ZFIN ID: ZDB-PUB-161007-11
Developmental Vitamin D Availability Impacts Hematopoietic Stem Cell Production
Cortes, M., Chen, M.J., Stachura, D.L., Liu, S.Y., Kwan, W., Wright, F., Vo, L.T., Theodore, L.N., Esain, V., Frost, I.M., Schlaeger, T.M., Goessling, W., Daley, G.Q., North, T.E.
Date: 2016
Source: Cell Reports   17: 458-468 (Journal)
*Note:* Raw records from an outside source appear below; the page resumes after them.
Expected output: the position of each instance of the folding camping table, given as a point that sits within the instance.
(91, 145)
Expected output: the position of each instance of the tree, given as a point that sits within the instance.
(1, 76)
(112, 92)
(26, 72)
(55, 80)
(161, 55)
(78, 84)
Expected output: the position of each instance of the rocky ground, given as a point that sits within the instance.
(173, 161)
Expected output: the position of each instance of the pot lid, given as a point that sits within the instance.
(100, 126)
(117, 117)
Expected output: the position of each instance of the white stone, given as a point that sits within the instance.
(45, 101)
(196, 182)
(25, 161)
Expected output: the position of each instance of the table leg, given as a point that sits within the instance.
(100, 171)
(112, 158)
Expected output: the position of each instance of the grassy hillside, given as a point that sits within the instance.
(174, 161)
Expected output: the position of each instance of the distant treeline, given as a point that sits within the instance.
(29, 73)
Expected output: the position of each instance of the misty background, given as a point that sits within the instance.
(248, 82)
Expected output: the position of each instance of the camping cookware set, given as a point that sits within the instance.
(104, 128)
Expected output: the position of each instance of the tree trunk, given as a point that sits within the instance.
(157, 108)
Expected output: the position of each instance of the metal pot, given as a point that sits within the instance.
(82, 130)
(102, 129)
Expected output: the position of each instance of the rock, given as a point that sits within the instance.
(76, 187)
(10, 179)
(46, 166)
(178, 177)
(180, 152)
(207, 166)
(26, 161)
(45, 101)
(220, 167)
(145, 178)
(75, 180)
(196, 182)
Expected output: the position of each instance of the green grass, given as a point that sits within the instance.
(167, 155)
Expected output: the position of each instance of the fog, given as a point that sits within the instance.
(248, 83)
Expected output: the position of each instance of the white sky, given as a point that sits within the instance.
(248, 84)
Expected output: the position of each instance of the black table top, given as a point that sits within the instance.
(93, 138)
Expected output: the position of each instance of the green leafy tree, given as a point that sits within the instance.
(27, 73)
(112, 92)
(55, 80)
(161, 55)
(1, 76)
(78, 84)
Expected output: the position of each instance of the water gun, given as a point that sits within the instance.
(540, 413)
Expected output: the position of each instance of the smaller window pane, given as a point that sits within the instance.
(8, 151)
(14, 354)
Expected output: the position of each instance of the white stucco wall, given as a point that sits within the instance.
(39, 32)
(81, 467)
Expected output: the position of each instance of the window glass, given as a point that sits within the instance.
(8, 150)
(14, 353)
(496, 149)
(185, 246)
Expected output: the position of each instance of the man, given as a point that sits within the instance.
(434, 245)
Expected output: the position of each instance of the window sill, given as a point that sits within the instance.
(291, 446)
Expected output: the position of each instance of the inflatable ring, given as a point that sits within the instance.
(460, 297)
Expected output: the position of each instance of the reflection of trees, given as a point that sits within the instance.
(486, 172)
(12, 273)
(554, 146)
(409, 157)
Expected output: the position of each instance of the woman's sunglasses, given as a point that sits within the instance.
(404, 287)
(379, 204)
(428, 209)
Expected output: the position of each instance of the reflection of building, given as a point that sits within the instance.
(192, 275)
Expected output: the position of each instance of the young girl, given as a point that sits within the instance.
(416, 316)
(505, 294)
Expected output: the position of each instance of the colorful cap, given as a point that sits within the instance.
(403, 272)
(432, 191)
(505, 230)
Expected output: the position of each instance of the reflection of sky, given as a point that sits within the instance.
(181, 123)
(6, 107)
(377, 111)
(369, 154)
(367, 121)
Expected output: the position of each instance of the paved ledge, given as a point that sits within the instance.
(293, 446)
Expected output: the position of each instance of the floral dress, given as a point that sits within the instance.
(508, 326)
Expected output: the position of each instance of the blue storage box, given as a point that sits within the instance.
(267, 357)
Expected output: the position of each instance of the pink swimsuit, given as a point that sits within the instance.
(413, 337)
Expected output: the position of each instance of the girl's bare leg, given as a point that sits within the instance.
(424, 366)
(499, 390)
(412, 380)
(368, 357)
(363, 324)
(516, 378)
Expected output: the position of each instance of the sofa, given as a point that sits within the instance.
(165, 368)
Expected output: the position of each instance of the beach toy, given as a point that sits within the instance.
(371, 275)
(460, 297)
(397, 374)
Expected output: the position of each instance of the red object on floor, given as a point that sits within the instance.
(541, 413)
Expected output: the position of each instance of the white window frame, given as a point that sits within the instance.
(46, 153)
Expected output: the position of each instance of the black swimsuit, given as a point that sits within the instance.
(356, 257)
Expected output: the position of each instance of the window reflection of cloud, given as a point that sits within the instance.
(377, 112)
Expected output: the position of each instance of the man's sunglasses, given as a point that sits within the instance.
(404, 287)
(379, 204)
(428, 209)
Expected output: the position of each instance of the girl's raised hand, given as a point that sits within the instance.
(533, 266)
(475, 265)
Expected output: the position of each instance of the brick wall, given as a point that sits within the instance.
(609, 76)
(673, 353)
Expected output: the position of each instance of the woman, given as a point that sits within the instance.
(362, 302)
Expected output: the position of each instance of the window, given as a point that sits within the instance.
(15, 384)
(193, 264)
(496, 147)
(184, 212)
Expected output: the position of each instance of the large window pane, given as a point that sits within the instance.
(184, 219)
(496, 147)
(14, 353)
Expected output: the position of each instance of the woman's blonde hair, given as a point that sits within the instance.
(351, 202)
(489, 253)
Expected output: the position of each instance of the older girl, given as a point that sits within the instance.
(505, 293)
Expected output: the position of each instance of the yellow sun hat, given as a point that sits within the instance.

Registered Authors: Daley, Rachael, Goessling, Wolfram, North, Trista, Schlaeger, Thorsten
Keywords: 1,25(OH)D3, CFU-C, cxcl8, hUCB, hematopoietic stem cell (HSC), vitamin D, zebrafish
MeSH Terms:
  • Animals
  • Biological Availability
  • Calcium Signaling/genetics
  • Core Binding Factor Alpha 2 Subunit/genetics
  • Cytochrome P-450 Enzyme System/genetics*
  • Embryonic Development/genetics
  • Female
  • Gene Expression Regulation, Developmental
  • Hematopoiesis/genetics
  • Hematopoietic Stem Cells/metabolism*
  • Humans
  • Interleukin-8/genetics*
  • Interleukin-8/metabolism
  • Pregnancy
  • Receptors, Calcitriol/genetics*
  • Vascular Endothelial Growth Factor Receptor-2/genetics
  • Vitamin D/genetics*
  • Vitamin D/metabolism
  • Vitamin D Deficiency/genetics
  • Vitamin D Deficiency/metabolism
  • Zebrafish/genetics
  • Zebrafish/growth & development
  • Zebrafish Proteins/genetics*
PubMed: 27705794 Full text @ Cell Rep.
Vitamin D insufficiency is a worldwide epidemic affecting billions of individuals, including pregnant women and children. Despite its high incidence, the impact of active vitamin D3 (1,25(OH)D3) on embryonic development beyond osteo-regulation remains largely undefined. Here, we demonstrate that 1,25(OH)D3 availability modulates zebrafish hematopoietic stem and progenitor cell (HSPC) production. Loss of Cyp27b1-mediated biosynthesis or vitamin D receptor (VDR) function by gene knockdown resulted in significantly reduced runx1 expression and Flk1+cMyb+ HSPC numbers. Selective modulation in vivo and in vitro in zebrafish indicated that vitamin D3 acts directly on HSPCs, independent of calcium regulation, to increase proliferation. Notably, ex vivo treatment of human HSPCs with 1,25(OH)D3 also enhanced hematopoietic colony numbers, illustrating conservation across species. Finally, gene expression and epistasis analysis indicated that CXCL8(IL-8) was a functional target of vitamin D3-mediated HSPC regulation. Together, these findings highlight the relevance of developmental 1,25(OH)D3 availability for definitive hematopoiesis and suggest potential therapeutic utility in HSPC expansion.